Saturday, August 12, 2017

Voice recognition for your Linux VM

I remember in the good old days of Internet Explorer 6 when Dragon NaturallySpeaking would allow you to do most anything that could be done. Technology then moved forward, other versions of Dragon came in and went, Flash and dancing monkeys became more ubiquitous on webpages. I have not been able to re-experience that level of control since then, but while Dragon is still mighty for web browsing on native systems, it has become quite expensive with the dropping out of the home versions and is not available for Linux at all.

Is it possible to get some of that control back and for your Linux virtual machine guest?

As it turns out, it can be done, albeit in a limited fashion, thanks to the generous time spent by independent developers. For Windows 10 this is what you'll need:

  • Glovepie .23 by Carl Kenner
  • The latest version of Firefox for your VM, though a older one might still work
  • The Mouseless Browsing add-on by Rudolf Noe for Firefox (as far as I know, there is no Chrome equivalent)
  • A good microphone. Shop around for the best one you can afford.
  • A script for Glovepie (I include mine a bit down)
  • Your virtual machine client (I use virtualbox)
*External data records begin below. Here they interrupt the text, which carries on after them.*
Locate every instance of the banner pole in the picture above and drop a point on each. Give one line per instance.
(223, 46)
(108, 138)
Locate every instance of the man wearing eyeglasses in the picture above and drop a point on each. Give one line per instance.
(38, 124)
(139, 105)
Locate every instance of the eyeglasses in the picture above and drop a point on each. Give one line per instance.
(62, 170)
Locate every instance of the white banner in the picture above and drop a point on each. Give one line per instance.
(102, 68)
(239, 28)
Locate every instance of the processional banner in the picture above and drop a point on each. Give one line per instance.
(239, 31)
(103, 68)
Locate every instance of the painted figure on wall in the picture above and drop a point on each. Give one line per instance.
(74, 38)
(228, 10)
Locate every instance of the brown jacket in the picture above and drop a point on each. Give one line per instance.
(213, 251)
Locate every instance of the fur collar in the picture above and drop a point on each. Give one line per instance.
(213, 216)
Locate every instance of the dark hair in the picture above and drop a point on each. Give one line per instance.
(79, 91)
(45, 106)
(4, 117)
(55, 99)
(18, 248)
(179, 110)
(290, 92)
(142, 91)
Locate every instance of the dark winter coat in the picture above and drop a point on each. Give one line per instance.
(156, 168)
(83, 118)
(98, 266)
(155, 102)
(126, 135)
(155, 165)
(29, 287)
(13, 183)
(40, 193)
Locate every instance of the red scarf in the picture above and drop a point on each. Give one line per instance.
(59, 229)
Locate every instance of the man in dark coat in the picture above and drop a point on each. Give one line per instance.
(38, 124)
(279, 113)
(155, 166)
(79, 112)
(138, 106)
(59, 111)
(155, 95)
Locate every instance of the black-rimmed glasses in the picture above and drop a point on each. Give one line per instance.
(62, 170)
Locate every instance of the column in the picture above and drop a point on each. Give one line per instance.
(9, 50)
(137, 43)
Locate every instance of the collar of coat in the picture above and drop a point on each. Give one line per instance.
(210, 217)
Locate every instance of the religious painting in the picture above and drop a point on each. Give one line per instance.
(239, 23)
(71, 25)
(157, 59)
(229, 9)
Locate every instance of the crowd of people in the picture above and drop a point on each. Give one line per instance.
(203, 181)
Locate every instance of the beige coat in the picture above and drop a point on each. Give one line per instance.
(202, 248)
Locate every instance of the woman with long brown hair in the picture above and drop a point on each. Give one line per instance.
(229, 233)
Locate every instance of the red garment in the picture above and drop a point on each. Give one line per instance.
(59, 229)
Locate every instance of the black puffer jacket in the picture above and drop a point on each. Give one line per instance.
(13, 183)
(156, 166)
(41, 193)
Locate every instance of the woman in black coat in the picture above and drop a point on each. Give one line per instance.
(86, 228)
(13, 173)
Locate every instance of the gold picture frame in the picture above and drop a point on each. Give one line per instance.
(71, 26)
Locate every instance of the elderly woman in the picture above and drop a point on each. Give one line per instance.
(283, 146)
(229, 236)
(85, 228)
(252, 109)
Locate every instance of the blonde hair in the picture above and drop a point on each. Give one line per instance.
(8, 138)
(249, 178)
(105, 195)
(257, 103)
With this setup, the Mouseless Browsing add-on gives numbered labels to all clickable items on a webpage rendered by Firefox; with the script Glovepie translates your voice commands, leveraging Windows 10's own voice engine, into keystrokes which the VM passes on to the add-on; this one in turn reacts to the received keystrokes and magic happens. In other words, you browse by speaking the numbered labels and your own custom commands.

There is a bit of a lag when each page is number-populated, though some benefit might be gained on Firefox goes multithreaded on version 54 or so. For my own personal set up, I added the control key as a switch and set the control + Y key combination as the hide numbers switch.